The study was performed in a quiet room on the day of surgery. Noninvasive arterial blood pressure, heart rate, and pulse oximetry were monitored continuously throughout the study. After local anesthesia with 0.1 mL of 1% lidocaine, an IV infusion of acetated Ringer’s solution was started in a hand or forearm vein at a rate of 10 mL · kg^–1 · h^–1. Patients were then placed in the left lateral decubitus position, and the skin, subcutaneous tissue, and supraspinous ligament were anesthetized with 2 mL of 1% lidocaine. The epidural space was identified with a 18-gauge Tuohy needle with the bevel directed cephalad via the midline approach at the L1-2 vertebral interspace, and a catheter was advanced 5 cm into the epidural space. The catheter was aspirated to exclude intrathecal or IV placement and then secured. The patient was then returned to the supine position.

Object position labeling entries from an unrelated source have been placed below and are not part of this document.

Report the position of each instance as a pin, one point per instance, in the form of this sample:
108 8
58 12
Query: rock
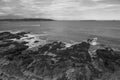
55 61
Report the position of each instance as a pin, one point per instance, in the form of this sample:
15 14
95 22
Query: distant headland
27 19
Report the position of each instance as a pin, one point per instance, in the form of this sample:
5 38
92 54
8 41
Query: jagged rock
55 61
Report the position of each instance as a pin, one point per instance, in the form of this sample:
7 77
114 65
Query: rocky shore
24 56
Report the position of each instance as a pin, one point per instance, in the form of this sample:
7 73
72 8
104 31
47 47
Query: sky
61 9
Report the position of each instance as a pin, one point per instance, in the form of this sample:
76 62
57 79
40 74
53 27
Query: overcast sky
62 9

Patients were trained to perceive perception thresholds to transcutaneous constant sine wave electrical currents at 2000, 250, and 5 Hz with a commercially available device (Neurometer CPT; Neurotron, Inc., Baltimore, MD) before the baseline measurements began. The current was delivered to the skin by a pair of 1-cm diameter gold surface electrodes that were separated by 1.7 cm with a clear Mylar spreader (Neurotron, Inc.). The stimulating surface of each electrode was covered by a thin layer of electroconductive gel. CPT testing was performed at V (the trigeminal area; in front of the ear), T9 (above umbilicus on the anterior axillary line), and L2 (above knee) dermatomes, on the left side with the rapid screening procedure. Perception thresholds at each frequency were determined by stepwise increases in the current (controlled by the device) to a maximum of 9.99 mA until the patient reported sensation. The current was terminated, then repeated. The procedure for all the three frequencies at all the test sites required approximately 4–5 min.

Patients were randomly divided into two equal groups to receive 20 mL of 1% lidocaine (Group I) or 10 mL of 2% lidocaine (Group II). After baseline measurements had been taken, patients were given the local anesthetic through the epidural catheter, and the CPTs and the dermatomal levels of blockade of light touch, temperature, and pinprick discrimination were measured every 5 min until 60 min after the epidural lidocaine by an investigator blinded to the local anesthetic solution injected. The loss of each sensory modality was determined by the patient’s verbal response to the stimulus applied to the left anterior axillary line starting caudad and moving cephalad. The dull, hinged end of a sterile safety pin was used to examine light touch; an alcohol-soaked swab was used for temperature; and the sharp tip of a safety pin was used for pinprick.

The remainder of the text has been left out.